I talked to a clinical expert about it. Deborah Budding, neuropsychologist and supervising faculty at Harbor-UCLA Medical Center’s Neuropsychology training program, in addition to being in private practice, wrote to me that this finding also increases concerns that the criteria addressing language and communication will still exclude specific groups, such as the most superficially verbally adept on the spectrum, like my compulsively verbalizing son. The social communication section requires that all criteria be met, she said, and “this will essentially exclude people with superficially ‘good’ language -- large vocabularies and oromotor skills allowing intelligibility -- who nevertheless struggle to actually use language effectively to communicate.” What she references there is pragmatic language, the ability to use those big vocabularies as a tool to communicate with others. From our experience, the big vocabulary words get a lot of play because they’re fun to say, over and over again, not for the meaning they carry.

Girls are a particular concern. They may form a fairly large hidden corner of the autism spectrum, obscured by social communication functions normed to a male population but diminished in their functional capacities among other girls. Girls who are officially diagnosed as autistic tend to have more intense manifestations, possibly because those less intensely affected don’t ping the clinical radar. This latest study involved children who were on the radar, and the girls it assessed could well be a selected subpopulation of the most severely affected.

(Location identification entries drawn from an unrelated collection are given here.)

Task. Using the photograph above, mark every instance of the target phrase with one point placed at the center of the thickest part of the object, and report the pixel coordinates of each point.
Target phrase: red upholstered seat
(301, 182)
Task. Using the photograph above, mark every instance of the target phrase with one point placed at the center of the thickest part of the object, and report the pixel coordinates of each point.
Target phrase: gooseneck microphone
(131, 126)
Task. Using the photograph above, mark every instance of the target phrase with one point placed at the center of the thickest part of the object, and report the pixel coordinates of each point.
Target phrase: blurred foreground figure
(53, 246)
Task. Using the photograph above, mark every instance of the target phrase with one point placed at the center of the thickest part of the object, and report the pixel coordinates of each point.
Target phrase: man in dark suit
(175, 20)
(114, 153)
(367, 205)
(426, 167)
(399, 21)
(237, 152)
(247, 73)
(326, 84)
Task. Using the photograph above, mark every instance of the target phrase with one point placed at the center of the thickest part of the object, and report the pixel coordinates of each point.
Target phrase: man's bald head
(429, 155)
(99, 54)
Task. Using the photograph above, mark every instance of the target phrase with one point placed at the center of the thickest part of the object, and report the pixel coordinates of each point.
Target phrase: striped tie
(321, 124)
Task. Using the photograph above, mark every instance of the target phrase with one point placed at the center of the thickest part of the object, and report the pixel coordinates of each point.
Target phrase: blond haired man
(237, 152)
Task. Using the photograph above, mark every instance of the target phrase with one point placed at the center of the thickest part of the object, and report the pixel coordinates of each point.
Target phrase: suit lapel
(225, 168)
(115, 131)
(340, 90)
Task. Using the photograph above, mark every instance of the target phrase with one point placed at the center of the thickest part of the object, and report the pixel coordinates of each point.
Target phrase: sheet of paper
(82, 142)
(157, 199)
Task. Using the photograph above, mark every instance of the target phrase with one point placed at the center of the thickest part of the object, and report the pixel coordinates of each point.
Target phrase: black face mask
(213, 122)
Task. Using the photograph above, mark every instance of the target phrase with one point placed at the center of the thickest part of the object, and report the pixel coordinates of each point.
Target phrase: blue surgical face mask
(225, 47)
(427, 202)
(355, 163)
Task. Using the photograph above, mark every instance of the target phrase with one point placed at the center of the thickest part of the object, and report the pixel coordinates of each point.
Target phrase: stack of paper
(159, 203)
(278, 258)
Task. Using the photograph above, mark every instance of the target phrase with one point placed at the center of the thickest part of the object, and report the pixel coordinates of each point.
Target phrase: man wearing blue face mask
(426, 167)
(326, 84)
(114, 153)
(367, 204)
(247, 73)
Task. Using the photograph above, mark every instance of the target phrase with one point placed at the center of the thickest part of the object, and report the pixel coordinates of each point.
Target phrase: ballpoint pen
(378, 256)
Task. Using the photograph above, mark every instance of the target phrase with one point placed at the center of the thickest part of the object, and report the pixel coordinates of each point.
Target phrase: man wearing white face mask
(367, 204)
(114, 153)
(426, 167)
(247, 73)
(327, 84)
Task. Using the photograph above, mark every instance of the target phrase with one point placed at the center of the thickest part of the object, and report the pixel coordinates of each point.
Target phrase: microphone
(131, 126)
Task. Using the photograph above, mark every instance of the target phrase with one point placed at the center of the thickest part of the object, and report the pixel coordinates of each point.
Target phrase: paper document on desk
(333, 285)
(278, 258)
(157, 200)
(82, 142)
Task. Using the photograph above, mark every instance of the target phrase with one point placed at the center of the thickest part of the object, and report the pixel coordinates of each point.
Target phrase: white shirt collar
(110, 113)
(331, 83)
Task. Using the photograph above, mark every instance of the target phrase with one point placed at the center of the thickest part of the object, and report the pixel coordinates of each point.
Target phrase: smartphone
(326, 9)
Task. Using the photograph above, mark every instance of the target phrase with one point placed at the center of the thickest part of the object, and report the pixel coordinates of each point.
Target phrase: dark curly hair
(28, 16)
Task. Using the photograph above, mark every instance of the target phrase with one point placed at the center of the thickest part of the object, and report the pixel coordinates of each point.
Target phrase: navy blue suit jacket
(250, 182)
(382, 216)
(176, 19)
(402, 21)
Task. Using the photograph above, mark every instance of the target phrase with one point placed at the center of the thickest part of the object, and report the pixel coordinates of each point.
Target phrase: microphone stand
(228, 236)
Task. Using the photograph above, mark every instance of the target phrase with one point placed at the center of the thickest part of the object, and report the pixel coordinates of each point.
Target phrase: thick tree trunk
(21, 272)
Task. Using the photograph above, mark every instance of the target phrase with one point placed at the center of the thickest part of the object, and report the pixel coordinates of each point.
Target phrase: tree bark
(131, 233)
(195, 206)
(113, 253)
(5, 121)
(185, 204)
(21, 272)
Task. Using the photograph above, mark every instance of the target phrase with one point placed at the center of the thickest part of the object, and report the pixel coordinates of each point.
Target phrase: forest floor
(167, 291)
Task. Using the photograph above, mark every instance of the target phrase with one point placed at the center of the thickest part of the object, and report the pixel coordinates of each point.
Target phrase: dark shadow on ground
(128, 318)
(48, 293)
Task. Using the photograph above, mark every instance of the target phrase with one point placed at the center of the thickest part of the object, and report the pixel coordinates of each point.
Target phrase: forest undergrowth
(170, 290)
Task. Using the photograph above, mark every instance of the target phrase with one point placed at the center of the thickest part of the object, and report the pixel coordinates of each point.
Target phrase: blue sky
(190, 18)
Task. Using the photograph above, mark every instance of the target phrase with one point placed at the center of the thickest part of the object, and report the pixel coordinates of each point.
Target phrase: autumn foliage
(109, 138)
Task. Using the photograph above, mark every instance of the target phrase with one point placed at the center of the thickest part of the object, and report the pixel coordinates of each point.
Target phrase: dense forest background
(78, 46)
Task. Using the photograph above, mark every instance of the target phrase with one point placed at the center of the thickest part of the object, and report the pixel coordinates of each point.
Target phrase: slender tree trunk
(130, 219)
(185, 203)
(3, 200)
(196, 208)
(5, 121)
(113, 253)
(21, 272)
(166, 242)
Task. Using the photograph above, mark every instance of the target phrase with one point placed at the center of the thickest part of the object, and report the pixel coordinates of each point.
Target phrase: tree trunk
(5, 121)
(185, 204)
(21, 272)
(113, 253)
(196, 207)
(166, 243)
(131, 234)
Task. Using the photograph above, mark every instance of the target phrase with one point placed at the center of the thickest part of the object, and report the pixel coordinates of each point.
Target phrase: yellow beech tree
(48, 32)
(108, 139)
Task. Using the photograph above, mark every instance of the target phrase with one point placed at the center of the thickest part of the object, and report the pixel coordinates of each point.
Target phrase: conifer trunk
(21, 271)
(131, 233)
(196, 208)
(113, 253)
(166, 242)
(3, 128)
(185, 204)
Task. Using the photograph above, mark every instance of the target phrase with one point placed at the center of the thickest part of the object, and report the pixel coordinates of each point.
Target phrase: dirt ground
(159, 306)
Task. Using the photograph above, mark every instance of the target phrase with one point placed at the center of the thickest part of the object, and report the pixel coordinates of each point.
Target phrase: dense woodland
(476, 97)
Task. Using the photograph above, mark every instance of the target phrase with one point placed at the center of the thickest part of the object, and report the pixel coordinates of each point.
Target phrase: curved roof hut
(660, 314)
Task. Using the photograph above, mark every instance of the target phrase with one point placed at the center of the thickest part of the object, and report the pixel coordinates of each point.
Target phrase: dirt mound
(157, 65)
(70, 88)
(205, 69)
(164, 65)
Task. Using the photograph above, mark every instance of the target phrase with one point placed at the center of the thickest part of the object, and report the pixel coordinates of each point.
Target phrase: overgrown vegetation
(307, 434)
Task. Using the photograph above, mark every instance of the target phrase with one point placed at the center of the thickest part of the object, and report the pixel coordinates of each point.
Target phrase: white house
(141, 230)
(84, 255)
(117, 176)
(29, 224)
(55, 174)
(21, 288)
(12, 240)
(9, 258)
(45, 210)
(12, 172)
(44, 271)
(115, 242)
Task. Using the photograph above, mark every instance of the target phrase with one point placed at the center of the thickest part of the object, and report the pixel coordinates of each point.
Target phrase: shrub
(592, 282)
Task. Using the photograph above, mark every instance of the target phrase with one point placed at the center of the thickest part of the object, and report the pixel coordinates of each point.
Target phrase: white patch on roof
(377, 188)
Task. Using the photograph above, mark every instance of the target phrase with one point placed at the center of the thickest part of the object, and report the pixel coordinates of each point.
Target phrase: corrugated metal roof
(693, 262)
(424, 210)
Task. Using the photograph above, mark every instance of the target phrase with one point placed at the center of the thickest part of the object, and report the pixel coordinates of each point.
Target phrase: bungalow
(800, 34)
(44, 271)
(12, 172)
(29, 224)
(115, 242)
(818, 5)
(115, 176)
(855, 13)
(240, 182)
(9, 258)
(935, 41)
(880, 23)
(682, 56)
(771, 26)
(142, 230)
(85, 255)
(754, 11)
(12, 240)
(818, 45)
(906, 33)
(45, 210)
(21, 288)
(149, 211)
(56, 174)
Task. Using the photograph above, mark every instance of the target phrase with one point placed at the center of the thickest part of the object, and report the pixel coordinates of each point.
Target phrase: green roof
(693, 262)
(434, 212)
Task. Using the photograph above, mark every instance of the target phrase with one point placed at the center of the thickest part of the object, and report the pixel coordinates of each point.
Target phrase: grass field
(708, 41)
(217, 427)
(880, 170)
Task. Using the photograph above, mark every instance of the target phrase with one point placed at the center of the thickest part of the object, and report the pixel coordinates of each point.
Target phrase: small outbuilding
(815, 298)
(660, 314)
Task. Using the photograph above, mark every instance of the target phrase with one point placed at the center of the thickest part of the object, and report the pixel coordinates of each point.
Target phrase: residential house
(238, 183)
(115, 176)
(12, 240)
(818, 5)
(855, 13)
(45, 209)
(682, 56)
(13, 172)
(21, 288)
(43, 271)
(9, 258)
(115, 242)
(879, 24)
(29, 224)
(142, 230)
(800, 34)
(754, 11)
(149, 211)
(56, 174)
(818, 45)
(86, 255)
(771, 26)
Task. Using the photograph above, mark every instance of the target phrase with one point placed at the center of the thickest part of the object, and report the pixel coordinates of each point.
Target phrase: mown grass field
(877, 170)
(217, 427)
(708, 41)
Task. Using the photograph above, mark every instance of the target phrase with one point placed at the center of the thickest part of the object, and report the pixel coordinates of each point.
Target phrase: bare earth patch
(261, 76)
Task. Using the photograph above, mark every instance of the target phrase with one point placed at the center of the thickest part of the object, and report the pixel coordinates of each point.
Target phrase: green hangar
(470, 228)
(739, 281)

This selection would have flattened any sex-based distinctions that might have emerged about how effective the new criteria would be at diagnosing females.

The authors themselves recognize some of the failings of the criteria, noting that “there is much room for improvement with respect to specificity,” the accurate exclusion of people who do not have autism. But, they say, the stated goal of the DSM-5 committee was to do a better job of separating autism spectrum disorders from non-spectrum disorders, which they list as “language disorders, intellectual disability, attention deficit hyperactivity disorder, and anxiety disorder.” Was a loss of more autistic people to an accurate diagnosis the marching companion of that goal?

The thing is, the newly proposed criteria do contain one requirement that, I think, should outshine and outscore all categorization or labels. Holding to this single requirement could resolve this endless dilution of the validity of psychiatric labels, which get no help from now-you-see-it-now-you-don’t diagnoses like Asperger’s. It’s the fourth item they list, and it reads as follows, simply: “Symptoms together limit and impair everyday functioning.”

And I close with this question: If we identify symptoms that are limiting to everyday functioning, why do we even have to slot them into a label? Labels for syndromes have current uses, such as obtaining services or insurance payments, but wouldn’t symptoms that negatively affect everyday function serve the same purpose? Among other things, addressing specific symptoms for mitigation instead of slapping on labels could reduce the stigma that some labels carry. We all have gaps that need mitigating. If we addressed specific gaps instead of wholesale labels, we’d all overlap with each other in some way, for anxiety, attention deficits, compulsive or obsessive or impulsive behaviors, depression, mania, intellectual disability or learning differences in specific areas, or addiction–and it would be a lot harder to stigmatize what we have in common, regardless of our overall neurobiology. Furthermore, we wouldn’t have to worry about applying lists of criteria that result in the wrong labels or therapies for the wrong people, or–worse in my mind–overlooking entirely the people who need help and support.